Bayeux

14 May 2013

Dear reader - I have been away, to foreign shores!

And I traveled light so I didn't take implements of blogging with me, hence the gap between posts.

But this isn't a travel blog (there are some great ones out there by the way and I highly recommend Flora the Explora with a little touch of pride as I used to babysit her from time to time - she is a star and her writing is wonderful).

No, this little corner of Planet Internet is focused primarily on all things textile, with a bit of life thrown in for good measure, and the object of our excursion was a textile one - the Bayeux Tapestry!

If you haven't been - Go!

The tapestry - which isn't a tapestry at all but an embroidery - is staggering on all sorts of levels.  It's length (it was designed to be rolled out along both sides of Bayeux Cathedral); its colours (a bit faded but all achieved with vegetable dye); it's sheer brilliant, pure and unadulterated propaganda message (complete and one sided justification for the invasion of England by William the Conqueror) and most of all the fact that it is here at all!

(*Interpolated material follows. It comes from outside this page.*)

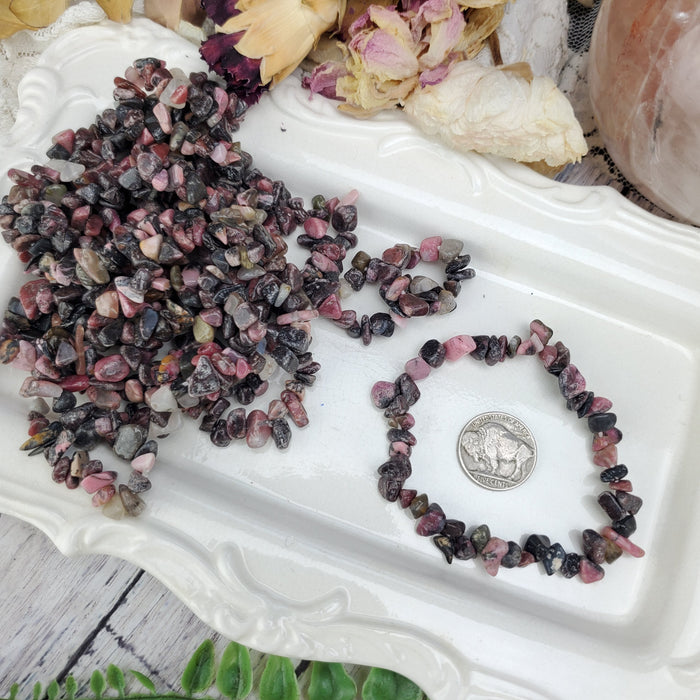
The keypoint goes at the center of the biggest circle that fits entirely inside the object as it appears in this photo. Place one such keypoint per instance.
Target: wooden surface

I came away thinking 'How did that survive?' - how did it not succumb to attacks by moth or beetle or mould?  How did it escape being cut up or reused? (History is turbulent - poor old William himself did not fare so well!  All that is left in his grave at Caen is one leg bone! And there is even some doubt that it is his!  And he was a king - not an embroidery!)  And how did it not get blown to smithereens when the Allies invaded that part of France on D-Day?

Here are just a selection of images.

 This is the very first tableau and shows Edward the Confessor, who was a cousin of both William and Harold, dispatching Harold to Normandy to tell William that he, Edward (who was childless) had chosen Willian to be his heir.  (You see, I told you it was progaganda!)


I cannot particulary remember the significance of this scene but there is hunting with hawks and dogs going on.  Harold was a guest of Williams in Normandy (and went of a skirmish with him too).


I love this tableau for the detail showing them loading up boats.  The men a clearly paddling bare legged in the water.  This isn't the invasion.  This was preparation for Harolds trip to Normandy.


Now that is William sitting on his throne on the left of this tableau and Harold is swearing on two holy relics of some sort that he agreed to William's claim to the throne and that he won't seize it himself.  More propaganda!

You might have noticed that there are top and bottom borders.  All sorts of animals - and as it happens some rather pornographic acts - are depicted there, including two camels and some characters from Aesops Fables.


Edward is being buried in this scene, and two things leap out - the detail of the architecture in the church and the exquisite hand pointing down from the sky.

And in writing this blog entry I have just found that there is a replica - in Reading Museum.  I didn't know that!


2 comments

  1. I can remember studying this tapestry for year in 1965 for my embroidery GCE. It put me off all thoughts of it for many years. I would be much more interested in studying it now than I was all those years ago.

    ReplyDelete
  2. If I had studied it for a year I would also have been put off!!

    But go back now if you can and marvel at it as a whole piece.